Apparently when you order 'bottomless fries' at red robin that doesnt mean you can go around to every table and eat all the fries you want off other peoples plates.
im just gonna turn drinking alone on new years into a tradition
no seriously, she's legit pissed i'm late to lunch because i was watching full house. there's obviously no future here.
she literally hasn't taken the mardi gras beads off in three days. she showered in them. TWICE.
There's a skull full of vodka. How bad can it be?
My life now consists of 2 time frames. BV before vibrator and AD after death of my sex life.
20 bottles of wine, 3 cases or beer, and 5 bottles in my kitchen... My parents are teasing me.
i would have thought, that you two being my best friends, one of you would have atleast tried to catch me before i hit the ground after blacking out.
I've been laying here all day wondering why my back hurt so bad and then I remembered last night.... When you pushed me through that glass table.

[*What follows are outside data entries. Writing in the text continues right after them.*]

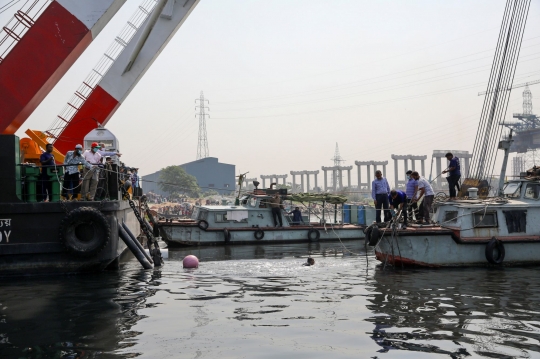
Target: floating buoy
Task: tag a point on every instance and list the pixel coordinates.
(191, 262)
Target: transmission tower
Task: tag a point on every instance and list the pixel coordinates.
(527, 101)
(336, 175)
(202, 146)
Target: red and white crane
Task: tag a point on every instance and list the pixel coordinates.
(38, 47)
(124, 64)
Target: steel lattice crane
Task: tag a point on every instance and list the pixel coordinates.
(39, 45)
(111, 87)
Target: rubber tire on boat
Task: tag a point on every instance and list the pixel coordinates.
(313, 235)
(492, 244)
(202, 224)
(367, 233)
(85, 232)
(259, 234)
(374, 235)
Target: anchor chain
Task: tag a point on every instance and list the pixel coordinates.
(151, 240)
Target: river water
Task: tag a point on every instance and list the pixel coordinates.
(260, 302)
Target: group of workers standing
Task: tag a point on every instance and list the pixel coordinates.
(417, 187)
(91, 183)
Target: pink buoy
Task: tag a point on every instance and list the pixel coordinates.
(191, 262)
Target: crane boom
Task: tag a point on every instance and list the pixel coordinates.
(49, 47)
(115, 85)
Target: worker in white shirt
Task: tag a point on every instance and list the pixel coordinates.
(425, 189)
(91, 176)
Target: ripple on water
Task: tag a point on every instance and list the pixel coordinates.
(258, 301)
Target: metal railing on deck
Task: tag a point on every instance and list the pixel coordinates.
(19, 24)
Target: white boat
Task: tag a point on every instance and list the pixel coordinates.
(472, 232)
(250, 222)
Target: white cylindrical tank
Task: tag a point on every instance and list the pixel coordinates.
(102, 135)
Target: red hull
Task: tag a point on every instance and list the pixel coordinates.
(99, 107)
(36, 64)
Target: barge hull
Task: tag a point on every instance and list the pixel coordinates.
(30, 243)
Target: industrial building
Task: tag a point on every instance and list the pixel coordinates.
(209, 172)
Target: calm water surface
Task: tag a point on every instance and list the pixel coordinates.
(259, 302)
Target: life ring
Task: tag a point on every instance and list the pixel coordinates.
(313, 235)
(374, 235)
(493, 244)
(202, 224)
(85, 231)
(259, 234)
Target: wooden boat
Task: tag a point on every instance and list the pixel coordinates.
(250, 222)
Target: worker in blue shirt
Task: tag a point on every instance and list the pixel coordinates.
(379, 192)
(412, 189)
(45, 185)
(398, 201)
(454, 170)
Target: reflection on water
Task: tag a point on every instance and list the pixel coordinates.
(258, 301)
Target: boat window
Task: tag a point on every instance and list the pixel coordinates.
(516, 220)
(450, 216)
(488, 219)
(512, 189)
(532, 190)
(221, 217)
(203, 215)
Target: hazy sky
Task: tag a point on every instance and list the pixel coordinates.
(287, 79)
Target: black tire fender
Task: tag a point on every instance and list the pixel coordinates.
(314, 235)
(367, 233)
(259, 234)
(493, 244)
(85, 232)
(374, 235)
(202, 224)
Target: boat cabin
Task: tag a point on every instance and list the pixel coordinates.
(252, 211)
(516, 214)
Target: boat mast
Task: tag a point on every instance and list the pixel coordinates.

We all just did coke and we're coloring so if you're sober its pointless for you to come over here
He's getting off drug court. We're doing a super-blunt with 50 dollars worth stuffed inside. He almost cried tears of joy when we told him.
You are like the only girl I know who tells their booty call to go find another girl just cause you want more sleep.
He told me that he's proud of our abnormalcy as a couple. I think it's the most romantic thing he's ever said.
I woke up to him crying and pouring pixy stix in my mouth saying they would bring me back to life.
I have been adopted by a clan of drunken skinny dipping tourists.